Качан, дотоле молчавший, с тревожным одушевлением и с чувством задетого самолюбия сказал:
— Я не могу возразить Толстому, да и вам, конечно, но как понять власть имущих — тех, кто планирует, производит это безумие. И газеты молчат, вся печать наша. Чем объяснить это всеобщее равнодушие?
Федор Григорьевич долго не отвечал на страстную тираду молодого человека. Пристально вглядывался в лица Качана, корреспондентки... Повел речь неторопливо:
— Вы, конечно, знаете, что такое интернационализм? Хорошее дело — любить всех людей мира, граждан других стран, республик, национальностей. Нам с детства внушали: будь интернационалистом. «Гренада, Гренада, Гренада моя...» Мы любили Гренаду, хотя и не все знали, где она находится, и кто, и почему сложил о ней песню. В юности рвались в Испанию воевать за республику, мечтали плыть куда-то на бригантине... И потихоньку забывали о своей Родине, о своем, породившем нас народе. А кто вспоминал, на него косо смотрели: «Националист!» «Шовинист!»
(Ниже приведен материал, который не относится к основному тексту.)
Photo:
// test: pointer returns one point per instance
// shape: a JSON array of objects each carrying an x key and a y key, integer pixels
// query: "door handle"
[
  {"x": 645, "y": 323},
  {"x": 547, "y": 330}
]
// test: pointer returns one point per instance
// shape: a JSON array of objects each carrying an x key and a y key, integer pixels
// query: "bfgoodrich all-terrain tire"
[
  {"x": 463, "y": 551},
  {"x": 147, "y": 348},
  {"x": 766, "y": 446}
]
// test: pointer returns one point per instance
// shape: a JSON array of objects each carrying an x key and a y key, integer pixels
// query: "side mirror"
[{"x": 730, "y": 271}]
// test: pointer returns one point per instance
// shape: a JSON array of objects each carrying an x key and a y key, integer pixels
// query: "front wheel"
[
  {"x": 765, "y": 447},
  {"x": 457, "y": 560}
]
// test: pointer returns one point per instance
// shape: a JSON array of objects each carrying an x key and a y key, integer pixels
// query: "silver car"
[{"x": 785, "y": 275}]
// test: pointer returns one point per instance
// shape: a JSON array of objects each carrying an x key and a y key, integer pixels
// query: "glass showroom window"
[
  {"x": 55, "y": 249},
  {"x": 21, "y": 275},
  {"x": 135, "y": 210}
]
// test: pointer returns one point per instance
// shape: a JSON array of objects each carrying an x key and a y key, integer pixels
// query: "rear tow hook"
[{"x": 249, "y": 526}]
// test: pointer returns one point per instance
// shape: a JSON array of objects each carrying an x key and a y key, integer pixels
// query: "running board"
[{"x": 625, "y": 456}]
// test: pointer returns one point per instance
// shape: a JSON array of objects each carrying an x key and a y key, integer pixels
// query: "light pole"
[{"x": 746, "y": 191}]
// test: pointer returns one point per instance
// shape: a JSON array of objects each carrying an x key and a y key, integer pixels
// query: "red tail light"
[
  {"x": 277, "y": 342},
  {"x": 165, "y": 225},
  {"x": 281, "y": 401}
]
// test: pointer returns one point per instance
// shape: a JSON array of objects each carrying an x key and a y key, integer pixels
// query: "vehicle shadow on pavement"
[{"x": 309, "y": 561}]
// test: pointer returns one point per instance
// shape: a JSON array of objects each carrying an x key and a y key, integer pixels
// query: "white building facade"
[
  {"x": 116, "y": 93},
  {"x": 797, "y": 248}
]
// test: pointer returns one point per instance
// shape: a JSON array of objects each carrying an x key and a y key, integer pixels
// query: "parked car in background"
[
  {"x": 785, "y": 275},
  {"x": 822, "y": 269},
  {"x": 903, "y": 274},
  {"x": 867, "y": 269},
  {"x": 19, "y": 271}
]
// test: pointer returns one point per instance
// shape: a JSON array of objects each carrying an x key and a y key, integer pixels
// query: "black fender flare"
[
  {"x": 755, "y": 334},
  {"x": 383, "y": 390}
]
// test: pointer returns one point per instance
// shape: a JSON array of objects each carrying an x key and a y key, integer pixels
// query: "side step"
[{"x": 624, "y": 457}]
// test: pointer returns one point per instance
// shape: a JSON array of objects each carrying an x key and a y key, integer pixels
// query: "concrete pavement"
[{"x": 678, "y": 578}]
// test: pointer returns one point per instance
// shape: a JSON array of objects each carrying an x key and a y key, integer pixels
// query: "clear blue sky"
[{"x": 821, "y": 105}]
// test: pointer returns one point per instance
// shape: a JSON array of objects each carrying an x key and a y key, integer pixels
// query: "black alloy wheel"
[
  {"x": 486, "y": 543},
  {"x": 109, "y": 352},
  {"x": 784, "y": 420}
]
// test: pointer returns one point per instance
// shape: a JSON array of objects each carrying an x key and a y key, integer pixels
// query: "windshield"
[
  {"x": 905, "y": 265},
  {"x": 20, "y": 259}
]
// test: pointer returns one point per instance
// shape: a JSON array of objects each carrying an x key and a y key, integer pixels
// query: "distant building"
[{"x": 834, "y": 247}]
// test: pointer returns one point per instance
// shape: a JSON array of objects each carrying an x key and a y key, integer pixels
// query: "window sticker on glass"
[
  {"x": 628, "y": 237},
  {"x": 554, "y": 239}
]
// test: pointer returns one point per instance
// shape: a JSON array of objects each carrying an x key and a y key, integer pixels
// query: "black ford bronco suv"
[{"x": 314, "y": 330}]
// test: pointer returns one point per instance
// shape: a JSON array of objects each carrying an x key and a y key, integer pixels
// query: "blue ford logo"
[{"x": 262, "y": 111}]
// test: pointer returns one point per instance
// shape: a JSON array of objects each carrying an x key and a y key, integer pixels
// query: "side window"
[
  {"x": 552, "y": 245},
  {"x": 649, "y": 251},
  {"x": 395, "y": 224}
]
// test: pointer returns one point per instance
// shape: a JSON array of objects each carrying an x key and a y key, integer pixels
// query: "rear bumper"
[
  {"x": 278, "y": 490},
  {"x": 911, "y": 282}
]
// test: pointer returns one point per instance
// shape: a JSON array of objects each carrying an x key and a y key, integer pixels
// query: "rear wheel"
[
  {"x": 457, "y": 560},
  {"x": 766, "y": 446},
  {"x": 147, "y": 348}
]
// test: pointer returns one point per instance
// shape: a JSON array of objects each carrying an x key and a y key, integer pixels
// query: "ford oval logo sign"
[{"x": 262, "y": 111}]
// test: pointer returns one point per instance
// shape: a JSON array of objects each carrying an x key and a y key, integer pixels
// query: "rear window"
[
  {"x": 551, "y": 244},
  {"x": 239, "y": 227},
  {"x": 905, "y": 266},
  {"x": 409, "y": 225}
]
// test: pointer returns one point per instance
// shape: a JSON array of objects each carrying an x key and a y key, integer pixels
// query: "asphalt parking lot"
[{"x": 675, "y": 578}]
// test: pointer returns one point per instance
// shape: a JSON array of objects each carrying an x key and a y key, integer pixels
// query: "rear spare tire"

Перевелись патриоты великие в государстве нашем! Такие, как Лев Толстой... — печальники и заступники народные... Нет теперь таких!.. Словом, вот этим длинным и корявым — интернационализм! — приглушили, прихлопнули боль-заботушку о братьях кровных. Вот и молчат о самом главном — о растлении души, о пагубе тела. А ведь это ведет к вырождению народа.
Молодые люди, склонив головы, сидели молча. Откровения такого не ждали. И были потрясены важностью и глубокостью мысли почтенного ученого. Углов коснулся сокровенного — того, что назрело и уже носилось в воздухе.